UPV/EHU-University of the Basque Country researchers have explored superelasticity properties on a nanometric scale based on shearing an alloy’s pillars down to nanometric size. In the article published in Nature Nanotechnology, the researchers found that below one micron in diameter, the material behaves differently and requires much higher stress for it to be deformed. This superelastic behaviour is opening up new channels in the application of microsystems involving flexible electronics and microsystems that can be implanted into the human body.

Superelasticity is a physical property by which it is possible to deform a material by up to 10 percent, which is much higher than that of elasticity. So when stress is applied to a straight rod, it can form a U-shape, and when the stress is removed, the rod resumes its original shape.
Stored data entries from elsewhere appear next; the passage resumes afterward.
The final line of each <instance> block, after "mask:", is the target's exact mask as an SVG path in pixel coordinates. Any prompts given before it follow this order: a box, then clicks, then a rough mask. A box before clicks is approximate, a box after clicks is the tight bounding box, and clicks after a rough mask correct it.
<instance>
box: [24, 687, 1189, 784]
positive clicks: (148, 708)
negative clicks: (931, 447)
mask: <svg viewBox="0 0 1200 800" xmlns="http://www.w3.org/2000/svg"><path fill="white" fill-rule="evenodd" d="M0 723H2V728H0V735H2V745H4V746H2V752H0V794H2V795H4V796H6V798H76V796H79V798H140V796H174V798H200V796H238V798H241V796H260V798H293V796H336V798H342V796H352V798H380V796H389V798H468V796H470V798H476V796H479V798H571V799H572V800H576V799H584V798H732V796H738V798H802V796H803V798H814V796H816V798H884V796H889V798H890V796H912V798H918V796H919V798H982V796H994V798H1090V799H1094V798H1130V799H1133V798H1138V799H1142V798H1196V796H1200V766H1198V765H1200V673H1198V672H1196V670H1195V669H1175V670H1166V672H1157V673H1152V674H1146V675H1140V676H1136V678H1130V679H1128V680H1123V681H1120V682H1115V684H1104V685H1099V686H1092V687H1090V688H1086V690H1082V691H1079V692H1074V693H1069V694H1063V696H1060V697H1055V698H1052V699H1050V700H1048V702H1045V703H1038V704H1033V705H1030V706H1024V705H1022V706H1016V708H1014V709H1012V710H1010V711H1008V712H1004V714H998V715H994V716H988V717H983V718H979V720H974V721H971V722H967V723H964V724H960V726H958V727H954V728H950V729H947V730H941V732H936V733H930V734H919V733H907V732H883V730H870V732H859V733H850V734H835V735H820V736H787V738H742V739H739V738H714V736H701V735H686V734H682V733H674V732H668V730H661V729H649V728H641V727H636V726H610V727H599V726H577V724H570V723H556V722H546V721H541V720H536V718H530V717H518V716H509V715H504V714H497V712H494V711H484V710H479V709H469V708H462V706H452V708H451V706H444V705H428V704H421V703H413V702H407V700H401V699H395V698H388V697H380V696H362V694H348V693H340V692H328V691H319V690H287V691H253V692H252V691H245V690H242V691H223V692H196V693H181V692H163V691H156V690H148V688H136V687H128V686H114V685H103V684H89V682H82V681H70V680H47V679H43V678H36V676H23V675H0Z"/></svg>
Although this has been proven in macroscopic materials, no one had previously been able to explore these superelasticity properties in micrometric and nanometric sizes, according to José María San Juan, lead researcher of the article published by Nature Nanotechnology and a UPV/EHU professor.
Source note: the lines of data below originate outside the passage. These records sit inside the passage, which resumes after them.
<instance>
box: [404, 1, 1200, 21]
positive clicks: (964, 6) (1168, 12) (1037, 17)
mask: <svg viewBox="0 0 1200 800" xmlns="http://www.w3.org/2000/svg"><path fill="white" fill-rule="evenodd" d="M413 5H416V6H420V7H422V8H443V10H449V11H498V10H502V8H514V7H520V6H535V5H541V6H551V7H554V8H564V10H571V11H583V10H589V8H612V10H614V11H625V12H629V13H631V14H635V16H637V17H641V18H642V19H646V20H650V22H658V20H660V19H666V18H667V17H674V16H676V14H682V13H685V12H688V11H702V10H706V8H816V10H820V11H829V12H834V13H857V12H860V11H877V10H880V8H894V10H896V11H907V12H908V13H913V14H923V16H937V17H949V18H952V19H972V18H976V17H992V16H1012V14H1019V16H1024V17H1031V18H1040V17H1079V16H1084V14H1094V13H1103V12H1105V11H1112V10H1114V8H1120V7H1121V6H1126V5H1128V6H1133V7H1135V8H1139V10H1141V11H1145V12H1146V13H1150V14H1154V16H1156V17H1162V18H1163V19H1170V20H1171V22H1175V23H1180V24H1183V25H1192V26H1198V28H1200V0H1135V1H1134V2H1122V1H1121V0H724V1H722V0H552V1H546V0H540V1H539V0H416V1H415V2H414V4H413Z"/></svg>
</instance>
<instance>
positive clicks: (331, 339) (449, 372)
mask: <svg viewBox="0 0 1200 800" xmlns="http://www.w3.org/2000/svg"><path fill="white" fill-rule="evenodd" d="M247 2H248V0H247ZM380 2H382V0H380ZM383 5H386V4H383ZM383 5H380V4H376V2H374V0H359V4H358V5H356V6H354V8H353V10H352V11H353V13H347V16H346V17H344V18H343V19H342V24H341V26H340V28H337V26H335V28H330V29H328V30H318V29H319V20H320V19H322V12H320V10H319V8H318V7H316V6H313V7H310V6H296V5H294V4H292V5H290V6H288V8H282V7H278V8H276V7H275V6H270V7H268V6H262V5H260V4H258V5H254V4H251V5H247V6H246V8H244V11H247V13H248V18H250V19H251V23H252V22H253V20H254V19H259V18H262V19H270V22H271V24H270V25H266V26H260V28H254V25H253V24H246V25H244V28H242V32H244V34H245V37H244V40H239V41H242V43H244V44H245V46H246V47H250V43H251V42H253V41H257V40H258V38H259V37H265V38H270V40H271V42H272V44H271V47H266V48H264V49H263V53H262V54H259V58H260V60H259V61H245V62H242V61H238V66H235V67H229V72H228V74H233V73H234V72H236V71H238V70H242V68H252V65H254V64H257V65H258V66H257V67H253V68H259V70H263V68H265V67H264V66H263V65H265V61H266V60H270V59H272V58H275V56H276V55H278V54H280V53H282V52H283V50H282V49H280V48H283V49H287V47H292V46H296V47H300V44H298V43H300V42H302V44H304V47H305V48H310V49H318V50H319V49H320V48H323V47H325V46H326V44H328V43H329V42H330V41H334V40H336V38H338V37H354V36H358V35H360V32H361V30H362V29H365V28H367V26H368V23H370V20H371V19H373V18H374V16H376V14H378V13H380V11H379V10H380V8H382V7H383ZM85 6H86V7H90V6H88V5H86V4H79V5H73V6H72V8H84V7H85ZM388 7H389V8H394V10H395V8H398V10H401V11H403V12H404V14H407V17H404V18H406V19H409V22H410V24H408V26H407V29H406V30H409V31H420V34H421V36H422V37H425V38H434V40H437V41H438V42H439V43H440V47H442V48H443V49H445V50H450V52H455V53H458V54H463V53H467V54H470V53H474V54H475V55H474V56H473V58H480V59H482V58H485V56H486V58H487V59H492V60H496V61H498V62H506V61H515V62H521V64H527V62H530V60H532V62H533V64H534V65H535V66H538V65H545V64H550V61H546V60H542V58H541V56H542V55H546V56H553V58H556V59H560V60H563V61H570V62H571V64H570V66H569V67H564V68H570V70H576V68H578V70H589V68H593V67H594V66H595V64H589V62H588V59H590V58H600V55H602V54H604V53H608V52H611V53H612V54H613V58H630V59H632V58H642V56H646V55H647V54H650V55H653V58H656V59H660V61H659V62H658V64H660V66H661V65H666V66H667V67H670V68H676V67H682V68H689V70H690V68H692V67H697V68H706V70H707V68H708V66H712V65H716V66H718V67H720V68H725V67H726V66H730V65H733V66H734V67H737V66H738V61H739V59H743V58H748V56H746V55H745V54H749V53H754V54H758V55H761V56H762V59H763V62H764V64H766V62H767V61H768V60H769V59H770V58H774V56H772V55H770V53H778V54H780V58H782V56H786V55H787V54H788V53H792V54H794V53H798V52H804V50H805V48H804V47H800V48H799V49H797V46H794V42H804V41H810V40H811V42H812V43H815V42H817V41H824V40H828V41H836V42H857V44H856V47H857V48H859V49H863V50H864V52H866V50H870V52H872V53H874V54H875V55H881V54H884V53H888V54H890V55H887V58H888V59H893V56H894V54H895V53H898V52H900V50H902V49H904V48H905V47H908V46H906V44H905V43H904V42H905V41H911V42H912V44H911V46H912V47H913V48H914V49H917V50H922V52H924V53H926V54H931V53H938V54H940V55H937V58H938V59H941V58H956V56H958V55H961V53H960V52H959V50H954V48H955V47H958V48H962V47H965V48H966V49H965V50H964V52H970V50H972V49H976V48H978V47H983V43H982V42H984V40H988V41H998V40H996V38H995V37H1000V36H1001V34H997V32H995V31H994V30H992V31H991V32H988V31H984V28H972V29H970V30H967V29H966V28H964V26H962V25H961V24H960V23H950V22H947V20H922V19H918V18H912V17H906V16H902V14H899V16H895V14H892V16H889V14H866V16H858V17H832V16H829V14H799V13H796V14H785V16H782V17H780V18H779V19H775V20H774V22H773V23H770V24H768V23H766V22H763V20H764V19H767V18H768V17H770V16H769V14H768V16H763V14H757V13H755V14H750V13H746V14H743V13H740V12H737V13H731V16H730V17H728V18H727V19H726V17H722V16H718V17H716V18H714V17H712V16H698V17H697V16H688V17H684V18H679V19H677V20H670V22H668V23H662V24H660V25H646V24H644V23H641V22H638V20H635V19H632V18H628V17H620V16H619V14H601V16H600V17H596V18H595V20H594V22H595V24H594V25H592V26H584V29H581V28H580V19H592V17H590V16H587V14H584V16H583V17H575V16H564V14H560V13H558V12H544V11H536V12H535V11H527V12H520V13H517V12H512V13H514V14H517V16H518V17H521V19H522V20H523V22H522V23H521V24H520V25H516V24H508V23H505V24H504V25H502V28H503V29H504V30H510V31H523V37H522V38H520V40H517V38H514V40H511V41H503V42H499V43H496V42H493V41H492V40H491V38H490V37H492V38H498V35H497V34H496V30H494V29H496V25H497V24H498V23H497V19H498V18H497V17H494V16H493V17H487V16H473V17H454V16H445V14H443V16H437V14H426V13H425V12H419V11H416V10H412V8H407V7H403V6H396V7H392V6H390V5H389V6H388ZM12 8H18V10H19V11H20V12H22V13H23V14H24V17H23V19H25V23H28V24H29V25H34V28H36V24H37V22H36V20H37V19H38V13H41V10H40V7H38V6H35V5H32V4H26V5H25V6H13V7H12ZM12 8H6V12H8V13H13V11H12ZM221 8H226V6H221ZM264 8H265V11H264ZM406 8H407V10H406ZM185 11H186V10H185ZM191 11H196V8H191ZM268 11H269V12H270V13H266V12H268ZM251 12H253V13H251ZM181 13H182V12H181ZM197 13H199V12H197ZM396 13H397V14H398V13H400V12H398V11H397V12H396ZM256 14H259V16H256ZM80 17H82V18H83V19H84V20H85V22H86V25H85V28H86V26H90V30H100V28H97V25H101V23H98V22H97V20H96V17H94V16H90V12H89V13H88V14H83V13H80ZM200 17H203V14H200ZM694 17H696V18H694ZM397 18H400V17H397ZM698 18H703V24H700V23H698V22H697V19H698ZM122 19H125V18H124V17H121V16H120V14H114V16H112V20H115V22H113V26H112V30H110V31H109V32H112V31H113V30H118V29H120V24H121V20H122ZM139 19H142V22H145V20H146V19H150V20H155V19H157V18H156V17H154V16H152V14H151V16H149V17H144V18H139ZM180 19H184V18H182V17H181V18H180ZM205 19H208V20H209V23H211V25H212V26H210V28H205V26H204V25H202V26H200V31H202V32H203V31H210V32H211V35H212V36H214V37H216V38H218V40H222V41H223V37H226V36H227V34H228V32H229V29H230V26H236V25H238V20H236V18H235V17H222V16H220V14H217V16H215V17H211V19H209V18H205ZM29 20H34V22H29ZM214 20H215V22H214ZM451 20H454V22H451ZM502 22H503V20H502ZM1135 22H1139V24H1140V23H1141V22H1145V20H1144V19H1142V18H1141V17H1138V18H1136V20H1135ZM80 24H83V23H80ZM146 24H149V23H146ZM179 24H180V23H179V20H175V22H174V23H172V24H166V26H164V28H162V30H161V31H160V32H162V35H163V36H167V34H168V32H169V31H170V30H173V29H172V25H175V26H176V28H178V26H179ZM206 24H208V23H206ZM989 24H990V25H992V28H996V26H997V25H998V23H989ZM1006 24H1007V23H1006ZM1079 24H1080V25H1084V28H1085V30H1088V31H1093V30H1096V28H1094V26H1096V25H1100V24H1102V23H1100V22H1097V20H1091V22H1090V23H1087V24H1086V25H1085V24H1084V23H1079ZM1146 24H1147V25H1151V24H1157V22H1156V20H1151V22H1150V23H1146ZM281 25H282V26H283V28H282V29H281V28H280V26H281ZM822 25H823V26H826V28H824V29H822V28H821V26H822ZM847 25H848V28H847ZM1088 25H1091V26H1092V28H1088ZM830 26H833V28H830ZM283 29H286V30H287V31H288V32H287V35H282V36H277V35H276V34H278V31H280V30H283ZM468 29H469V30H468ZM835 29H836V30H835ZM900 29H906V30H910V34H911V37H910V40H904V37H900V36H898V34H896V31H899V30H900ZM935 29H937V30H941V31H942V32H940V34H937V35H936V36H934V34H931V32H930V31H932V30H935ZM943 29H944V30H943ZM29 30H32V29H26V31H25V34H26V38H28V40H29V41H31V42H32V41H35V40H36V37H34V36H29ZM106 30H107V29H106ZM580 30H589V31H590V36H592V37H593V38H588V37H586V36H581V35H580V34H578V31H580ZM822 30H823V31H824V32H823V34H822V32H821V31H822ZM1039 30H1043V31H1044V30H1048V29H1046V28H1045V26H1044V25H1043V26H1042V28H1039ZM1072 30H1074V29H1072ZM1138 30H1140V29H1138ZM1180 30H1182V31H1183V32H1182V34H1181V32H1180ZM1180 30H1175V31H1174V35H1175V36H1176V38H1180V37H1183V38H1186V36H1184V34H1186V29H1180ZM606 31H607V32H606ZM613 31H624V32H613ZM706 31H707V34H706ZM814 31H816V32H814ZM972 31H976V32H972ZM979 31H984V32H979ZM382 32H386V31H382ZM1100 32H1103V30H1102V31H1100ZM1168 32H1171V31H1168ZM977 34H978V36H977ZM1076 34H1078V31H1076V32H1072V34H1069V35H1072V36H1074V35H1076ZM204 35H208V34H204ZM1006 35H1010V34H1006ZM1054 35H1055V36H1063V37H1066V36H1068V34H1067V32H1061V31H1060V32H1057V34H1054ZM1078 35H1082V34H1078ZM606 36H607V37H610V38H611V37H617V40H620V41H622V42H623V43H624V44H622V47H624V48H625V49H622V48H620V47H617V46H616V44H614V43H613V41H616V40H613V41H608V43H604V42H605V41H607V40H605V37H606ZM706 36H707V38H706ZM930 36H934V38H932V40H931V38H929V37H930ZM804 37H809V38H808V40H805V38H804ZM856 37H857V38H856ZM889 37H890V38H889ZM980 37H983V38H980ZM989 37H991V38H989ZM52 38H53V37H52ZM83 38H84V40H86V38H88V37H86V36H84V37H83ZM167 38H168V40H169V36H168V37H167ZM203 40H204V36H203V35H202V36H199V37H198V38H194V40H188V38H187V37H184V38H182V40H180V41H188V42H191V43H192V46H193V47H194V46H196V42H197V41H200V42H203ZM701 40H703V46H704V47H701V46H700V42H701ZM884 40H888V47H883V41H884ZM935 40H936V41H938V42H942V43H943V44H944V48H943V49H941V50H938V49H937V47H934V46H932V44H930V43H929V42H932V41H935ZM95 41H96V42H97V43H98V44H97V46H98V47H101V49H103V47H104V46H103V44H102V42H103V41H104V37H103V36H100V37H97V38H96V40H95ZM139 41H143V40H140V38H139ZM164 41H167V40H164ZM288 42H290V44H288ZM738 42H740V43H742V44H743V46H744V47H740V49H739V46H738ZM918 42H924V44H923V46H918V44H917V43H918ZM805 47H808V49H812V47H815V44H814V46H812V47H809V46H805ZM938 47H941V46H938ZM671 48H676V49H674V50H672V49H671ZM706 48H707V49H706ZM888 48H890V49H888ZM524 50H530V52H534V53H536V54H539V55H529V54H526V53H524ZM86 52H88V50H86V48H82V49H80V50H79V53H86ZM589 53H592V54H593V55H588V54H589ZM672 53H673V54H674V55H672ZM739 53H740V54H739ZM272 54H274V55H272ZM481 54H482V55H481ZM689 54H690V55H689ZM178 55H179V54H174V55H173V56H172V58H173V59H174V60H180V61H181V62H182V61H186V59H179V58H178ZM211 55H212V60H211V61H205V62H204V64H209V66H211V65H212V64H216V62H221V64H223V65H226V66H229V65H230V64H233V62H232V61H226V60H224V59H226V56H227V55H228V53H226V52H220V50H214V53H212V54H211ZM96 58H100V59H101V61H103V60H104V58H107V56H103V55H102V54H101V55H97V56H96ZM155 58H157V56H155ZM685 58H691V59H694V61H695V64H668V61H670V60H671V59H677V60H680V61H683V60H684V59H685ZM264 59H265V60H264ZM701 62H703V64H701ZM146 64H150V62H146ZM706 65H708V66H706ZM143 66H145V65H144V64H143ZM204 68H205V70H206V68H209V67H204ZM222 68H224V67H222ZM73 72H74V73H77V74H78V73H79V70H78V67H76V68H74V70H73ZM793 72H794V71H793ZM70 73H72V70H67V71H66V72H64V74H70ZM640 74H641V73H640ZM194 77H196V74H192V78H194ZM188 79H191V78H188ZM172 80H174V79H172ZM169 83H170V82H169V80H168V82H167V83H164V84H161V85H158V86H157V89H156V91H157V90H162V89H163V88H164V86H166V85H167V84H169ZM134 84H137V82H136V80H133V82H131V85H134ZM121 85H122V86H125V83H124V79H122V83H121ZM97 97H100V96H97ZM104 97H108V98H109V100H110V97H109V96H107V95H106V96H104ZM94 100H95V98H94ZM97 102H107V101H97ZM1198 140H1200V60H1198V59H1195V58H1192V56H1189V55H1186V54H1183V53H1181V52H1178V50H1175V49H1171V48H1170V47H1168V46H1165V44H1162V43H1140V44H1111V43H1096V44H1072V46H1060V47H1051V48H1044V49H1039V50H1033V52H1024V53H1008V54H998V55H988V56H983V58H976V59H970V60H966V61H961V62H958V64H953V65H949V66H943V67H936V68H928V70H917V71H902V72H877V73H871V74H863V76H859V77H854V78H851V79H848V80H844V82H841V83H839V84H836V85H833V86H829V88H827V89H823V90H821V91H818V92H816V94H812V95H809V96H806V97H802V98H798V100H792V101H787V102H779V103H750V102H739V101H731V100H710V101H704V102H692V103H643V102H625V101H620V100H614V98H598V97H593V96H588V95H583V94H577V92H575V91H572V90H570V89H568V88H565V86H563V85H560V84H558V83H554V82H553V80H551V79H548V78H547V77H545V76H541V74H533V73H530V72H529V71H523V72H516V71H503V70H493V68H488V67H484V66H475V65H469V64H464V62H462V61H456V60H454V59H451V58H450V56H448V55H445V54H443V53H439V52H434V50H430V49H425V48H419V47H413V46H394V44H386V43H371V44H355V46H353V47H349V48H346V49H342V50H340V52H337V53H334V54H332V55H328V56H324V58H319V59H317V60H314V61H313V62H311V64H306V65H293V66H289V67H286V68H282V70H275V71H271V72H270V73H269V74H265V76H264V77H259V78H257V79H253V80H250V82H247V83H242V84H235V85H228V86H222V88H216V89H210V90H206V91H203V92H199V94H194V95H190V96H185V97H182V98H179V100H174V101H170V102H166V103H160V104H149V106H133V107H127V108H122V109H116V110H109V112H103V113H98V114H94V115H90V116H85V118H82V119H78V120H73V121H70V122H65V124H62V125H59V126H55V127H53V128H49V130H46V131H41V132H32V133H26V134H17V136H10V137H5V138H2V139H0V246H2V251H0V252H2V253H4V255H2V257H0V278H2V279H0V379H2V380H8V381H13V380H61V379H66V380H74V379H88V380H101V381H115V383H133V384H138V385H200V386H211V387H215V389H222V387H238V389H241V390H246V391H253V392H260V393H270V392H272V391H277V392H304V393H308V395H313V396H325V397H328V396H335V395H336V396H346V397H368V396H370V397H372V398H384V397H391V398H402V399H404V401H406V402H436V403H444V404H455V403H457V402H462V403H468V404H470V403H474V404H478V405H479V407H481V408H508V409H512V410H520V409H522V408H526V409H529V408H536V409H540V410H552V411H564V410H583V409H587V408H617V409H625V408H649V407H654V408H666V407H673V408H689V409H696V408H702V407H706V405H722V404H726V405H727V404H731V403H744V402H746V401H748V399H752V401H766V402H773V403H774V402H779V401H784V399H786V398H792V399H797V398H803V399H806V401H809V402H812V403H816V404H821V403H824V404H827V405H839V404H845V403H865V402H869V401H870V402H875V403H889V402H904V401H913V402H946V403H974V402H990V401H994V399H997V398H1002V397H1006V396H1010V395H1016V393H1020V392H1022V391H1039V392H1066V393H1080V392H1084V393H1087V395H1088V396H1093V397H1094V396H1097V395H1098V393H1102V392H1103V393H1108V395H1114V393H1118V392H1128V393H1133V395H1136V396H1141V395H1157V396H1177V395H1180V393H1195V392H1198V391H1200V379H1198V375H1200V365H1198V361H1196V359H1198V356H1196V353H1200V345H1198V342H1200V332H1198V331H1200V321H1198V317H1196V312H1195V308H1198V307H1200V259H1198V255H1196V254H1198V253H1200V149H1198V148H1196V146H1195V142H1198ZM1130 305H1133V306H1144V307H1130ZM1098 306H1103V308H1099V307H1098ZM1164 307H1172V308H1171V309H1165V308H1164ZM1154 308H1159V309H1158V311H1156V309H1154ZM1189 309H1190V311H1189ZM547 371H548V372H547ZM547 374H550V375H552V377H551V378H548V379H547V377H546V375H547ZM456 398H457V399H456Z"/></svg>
Researchers in the UPV/EHU’s Department of Condensed Matter Physics and Applied Physics II have observed that the superelastic effect is maintained in small devices in a copper-aluminium-nickel alloy—Cu-14Al-4Ni, an alloy that displays superelasticity in ambient temperature.

The researchers used a piece of equipment known as a focused ion beam. “It’s an ion cannon that acts as a kind of atomic knife that shears the material,” explains San Juan. The researchers built micropillars and nanopillars of this alloy with diameters ranging between 2 μm and 260 nm. They applied stress using a sophisticated instrument known as a nanoindenter, which allows extremely small forces to be applied, and then they measured the behaviour.
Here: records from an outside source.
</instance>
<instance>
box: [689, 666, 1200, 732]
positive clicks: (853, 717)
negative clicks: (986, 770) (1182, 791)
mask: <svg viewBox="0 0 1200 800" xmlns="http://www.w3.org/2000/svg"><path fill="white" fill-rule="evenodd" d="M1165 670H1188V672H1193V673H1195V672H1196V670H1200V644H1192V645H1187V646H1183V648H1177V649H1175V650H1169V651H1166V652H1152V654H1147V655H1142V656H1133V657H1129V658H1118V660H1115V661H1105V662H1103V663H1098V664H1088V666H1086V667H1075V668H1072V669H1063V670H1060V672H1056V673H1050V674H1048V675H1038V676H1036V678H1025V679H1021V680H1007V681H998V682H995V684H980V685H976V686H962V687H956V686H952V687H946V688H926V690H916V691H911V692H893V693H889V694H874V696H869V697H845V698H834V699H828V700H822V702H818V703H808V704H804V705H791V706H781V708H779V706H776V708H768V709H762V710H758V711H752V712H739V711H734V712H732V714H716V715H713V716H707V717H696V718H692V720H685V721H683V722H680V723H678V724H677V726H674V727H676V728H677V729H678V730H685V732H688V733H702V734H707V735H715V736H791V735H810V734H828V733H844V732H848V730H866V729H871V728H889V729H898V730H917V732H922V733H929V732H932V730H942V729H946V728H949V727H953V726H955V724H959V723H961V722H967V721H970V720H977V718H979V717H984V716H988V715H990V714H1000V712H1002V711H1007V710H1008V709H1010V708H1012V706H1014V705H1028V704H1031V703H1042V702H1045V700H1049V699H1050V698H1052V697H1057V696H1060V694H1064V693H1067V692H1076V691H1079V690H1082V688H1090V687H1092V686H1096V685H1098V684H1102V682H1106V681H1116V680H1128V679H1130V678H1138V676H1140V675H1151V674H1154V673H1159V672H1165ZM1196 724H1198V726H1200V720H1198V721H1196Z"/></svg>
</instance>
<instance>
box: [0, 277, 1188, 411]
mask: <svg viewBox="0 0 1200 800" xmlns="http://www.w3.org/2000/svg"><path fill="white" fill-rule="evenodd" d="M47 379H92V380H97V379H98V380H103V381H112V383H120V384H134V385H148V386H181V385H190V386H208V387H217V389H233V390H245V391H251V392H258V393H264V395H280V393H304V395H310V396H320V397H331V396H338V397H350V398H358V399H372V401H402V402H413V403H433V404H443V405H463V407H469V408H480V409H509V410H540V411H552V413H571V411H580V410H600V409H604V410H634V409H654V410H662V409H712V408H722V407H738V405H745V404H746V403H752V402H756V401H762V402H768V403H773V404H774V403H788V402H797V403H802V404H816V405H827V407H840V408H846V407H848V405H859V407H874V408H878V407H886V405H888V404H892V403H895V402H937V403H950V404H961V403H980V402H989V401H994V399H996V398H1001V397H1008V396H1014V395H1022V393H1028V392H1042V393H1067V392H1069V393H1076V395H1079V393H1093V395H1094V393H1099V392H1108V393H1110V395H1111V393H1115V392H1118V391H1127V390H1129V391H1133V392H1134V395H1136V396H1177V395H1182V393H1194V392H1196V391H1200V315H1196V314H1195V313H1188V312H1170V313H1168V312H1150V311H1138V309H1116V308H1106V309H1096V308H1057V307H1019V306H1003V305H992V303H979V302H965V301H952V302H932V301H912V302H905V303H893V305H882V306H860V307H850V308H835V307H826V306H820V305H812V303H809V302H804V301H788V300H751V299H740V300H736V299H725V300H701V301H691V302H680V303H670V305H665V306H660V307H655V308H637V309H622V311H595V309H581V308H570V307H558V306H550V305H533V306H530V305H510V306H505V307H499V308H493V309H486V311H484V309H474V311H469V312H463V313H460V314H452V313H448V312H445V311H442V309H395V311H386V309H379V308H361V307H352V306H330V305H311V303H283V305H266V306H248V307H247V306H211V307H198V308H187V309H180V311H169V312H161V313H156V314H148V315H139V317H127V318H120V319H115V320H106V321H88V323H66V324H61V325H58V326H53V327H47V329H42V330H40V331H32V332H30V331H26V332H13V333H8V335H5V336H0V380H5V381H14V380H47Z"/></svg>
The researchers have for the first time confirmed and quantified that in diameters of less than a micrometre there is a considerable change in the properties relating to the critical stress for superelasticity. “The material starts to behave differently and needs a much higher stress for this to take place. The alloy continues to display superelasticity but for much higher stresses.” San Juan highlights the novelty of this increase in critical stress linked to size, and also stresses that they have been able to explain the reason for this change in behaviour. “We have proposed an atomic model that illuminates why and how the atomic structure of these pillars changes when a stress is applied.”

Microsystems involving flexible electronics and devices that can be implanted in the human body

The UPV/EHU professor highlighted the importance of this discovery, which opens up new channels in the design of strategies for applying alloys with shape memory to develop flexible microsystems and electromechanical nanosystems. “Flexible electronics are being increasingly used in garments, sports footwear, and in various displays.” He also said that all this is of crucial importance in developing lab-on-a chip health care devices that can be implanted into the human body. “It will be possible to build tiny micropumps or microactuators that can be implanted on a chip, and which will allow a substance to be released and regulated inside the human body for a range of medical treatments.”